Despite HP's settlement yesterday with US authorities over a corruption case spanning three countries, a far-reaching tech corruption probe in one of them is far from over.
The US Department of Justice (DOJ) and Securities and Exchange Commission (SEC) yesterday announced the $108m settlement with HP, relating to corruption in Russia, Mexico, and Poland.
However, the settlement may not take the heat off HP in the countries in question, and not only because the company could still face legal action from local authorities.
In Poland, HP was just one company investigated as part of a widespread probe into corruption in the tech industry: the Polish anti-corruption agency CBA is also looking into several other US-based multinationals, as well as a number of local companies.
The corruption know being investigated, known as the 'Infoafera' in Poland, came to light in 2011 following several arrests, and is focused on serious irregularities in multiple tenders for IT systems for Polish ministries and government agencies, including the country's police.

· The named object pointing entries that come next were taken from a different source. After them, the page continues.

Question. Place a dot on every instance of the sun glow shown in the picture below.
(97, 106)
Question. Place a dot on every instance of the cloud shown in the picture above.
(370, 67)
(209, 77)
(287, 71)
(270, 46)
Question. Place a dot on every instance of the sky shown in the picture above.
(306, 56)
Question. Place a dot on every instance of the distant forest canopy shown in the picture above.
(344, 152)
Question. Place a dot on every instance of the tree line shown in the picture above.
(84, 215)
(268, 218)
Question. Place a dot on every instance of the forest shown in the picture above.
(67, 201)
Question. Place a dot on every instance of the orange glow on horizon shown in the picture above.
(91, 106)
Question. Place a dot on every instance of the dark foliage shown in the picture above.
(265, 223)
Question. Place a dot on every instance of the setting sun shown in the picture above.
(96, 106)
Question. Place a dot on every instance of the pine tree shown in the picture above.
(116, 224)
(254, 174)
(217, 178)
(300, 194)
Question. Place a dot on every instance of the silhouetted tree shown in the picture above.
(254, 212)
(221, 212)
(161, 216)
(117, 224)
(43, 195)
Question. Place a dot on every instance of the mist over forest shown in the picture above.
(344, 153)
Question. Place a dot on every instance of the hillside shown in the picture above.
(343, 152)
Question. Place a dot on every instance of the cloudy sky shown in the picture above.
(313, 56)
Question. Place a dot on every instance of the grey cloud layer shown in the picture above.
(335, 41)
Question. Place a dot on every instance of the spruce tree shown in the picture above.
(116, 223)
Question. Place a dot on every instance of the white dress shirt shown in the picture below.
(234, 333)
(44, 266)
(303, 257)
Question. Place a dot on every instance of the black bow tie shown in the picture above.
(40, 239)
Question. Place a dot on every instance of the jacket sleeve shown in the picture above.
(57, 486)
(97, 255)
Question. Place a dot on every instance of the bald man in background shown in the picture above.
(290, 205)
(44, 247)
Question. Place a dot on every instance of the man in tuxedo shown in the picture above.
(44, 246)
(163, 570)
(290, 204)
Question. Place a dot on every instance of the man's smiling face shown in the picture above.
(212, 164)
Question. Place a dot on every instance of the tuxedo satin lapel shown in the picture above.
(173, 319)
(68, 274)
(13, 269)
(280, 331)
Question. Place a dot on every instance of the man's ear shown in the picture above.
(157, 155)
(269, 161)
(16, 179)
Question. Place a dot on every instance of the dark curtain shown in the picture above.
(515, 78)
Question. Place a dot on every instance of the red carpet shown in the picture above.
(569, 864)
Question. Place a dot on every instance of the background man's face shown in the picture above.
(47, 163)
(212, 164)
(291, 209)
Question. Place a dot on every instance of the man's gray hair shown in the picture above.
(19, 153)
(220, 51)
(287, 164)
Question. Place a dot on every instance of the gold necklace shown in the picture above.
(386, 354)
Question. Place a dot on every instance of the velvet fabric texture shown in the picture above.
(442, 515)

Between 2007 and 2010 public sector officials reportedly received bribes including cash, luxury goods, hardware, and gadgets and paid trips to Las Vegas. So far 41 people have been charged with alleged offences relating to the probe, including IT company staff and government officials.
With suspect projects having an estimated combined worth of PLN 1.5bln (around €375m), Infoafera is widely described as the largest corruption scandal in post-communist Poland.
HP is the first company to be held accountable for its part in the Infofera, under a US law that gives authorities the right to fine US-based companies for corrupt practices abroad.
"According to an agreed statement of facts, in Poland, from 2006 through at least 2010, HP Poland falsified HP books and records and circumvented HP internal controls to execute and conceal a scheme to corruptly secure and maintain millions of dollars in technology contracts with the Komenda Główna Policji (KGP), the Polish National Police agency," the FBI said in a statement on Wednesday.
"HP Poland made corrupt payments totalling more than $600,000 in the form of cash bribes and gifts, travel, and entertainment to the KGP's Director of Information and Communications Technology. Among other things, HP Poland gave the government official bags filled with hundreds of thousands of dollars of cash; provided the official with HP desktop and laptop computers, mobile devices, and other products; and took the official on a leisure trip to Las Vegas, which included drinks, dining, entertainment, and a private tour flight over the Grand Canyon. To covertly communicate with the official about the corrupt scheme, an HP Poland executive used anonymous email accounts, prepaid mobile telephones, and other methods meant to evade detection."
HP itself released a very short statement on Wednesday addressing the settlement in general, but not activities in specific countries. "The misconduct described in the settlement was limited to a small number of people who are no longer employed by the company," executive vice president John Schultz of HP said in a statement.
Earlier on Wednesday, the Polish minister of the interior Bartlomiej Sienkiewicz told Polish national radio that HP was to admit to corruption, after a Polish newspaper reported the US settlement was imminent.
"This is a breakthrough for Poland," he said. "A large international group will admit that it acted corruptly in Poland. That means that not just one official from some ministry is responsible for the whole affair, but a large company without whom the affair would not be possible."
According to Sienkiewicz, the cooperation between the CBA and the FBI shows that Poland has finally joined the West when it comes to anti-corruption standards.
"Corruption in Poland is not just a problem on the level of the civil servant, as everyone has this point where he is broken. Corruption in Poland is also a business problem," adding that if there are no bribe givers, there would be no bribe takers.
Others in Poland are more muted. Recently, Polish newspaper Dziennik Gazeta Prawna wrote that one smaller company suspected of being involved in Infoafera won a €345,000 contract for building a new IT system for CBA — the same agency investigating the company as part of the probe.
"Companies pay fines to the tune of many millions in America, but here we have the situation that while a company is under investigation it can still write in to tenders and even win them," the Institute of Public Affairs think tank's Marcin Waszak said in another radio broadcast. "It is clear American standards are much higher than in Poland. In our country we still don’t have those mechanisms and ways to discipline companies."
Grazyna Kopinska of the Stefan Batory Foundation told Polish national television that the IT sector in the country remains very susceptible to corruption. "First of all we have failed to invest into this sector for many years. Only in the last years much money was invested in it, creating many temptations. The second problem is that the whole procedure is too complicated."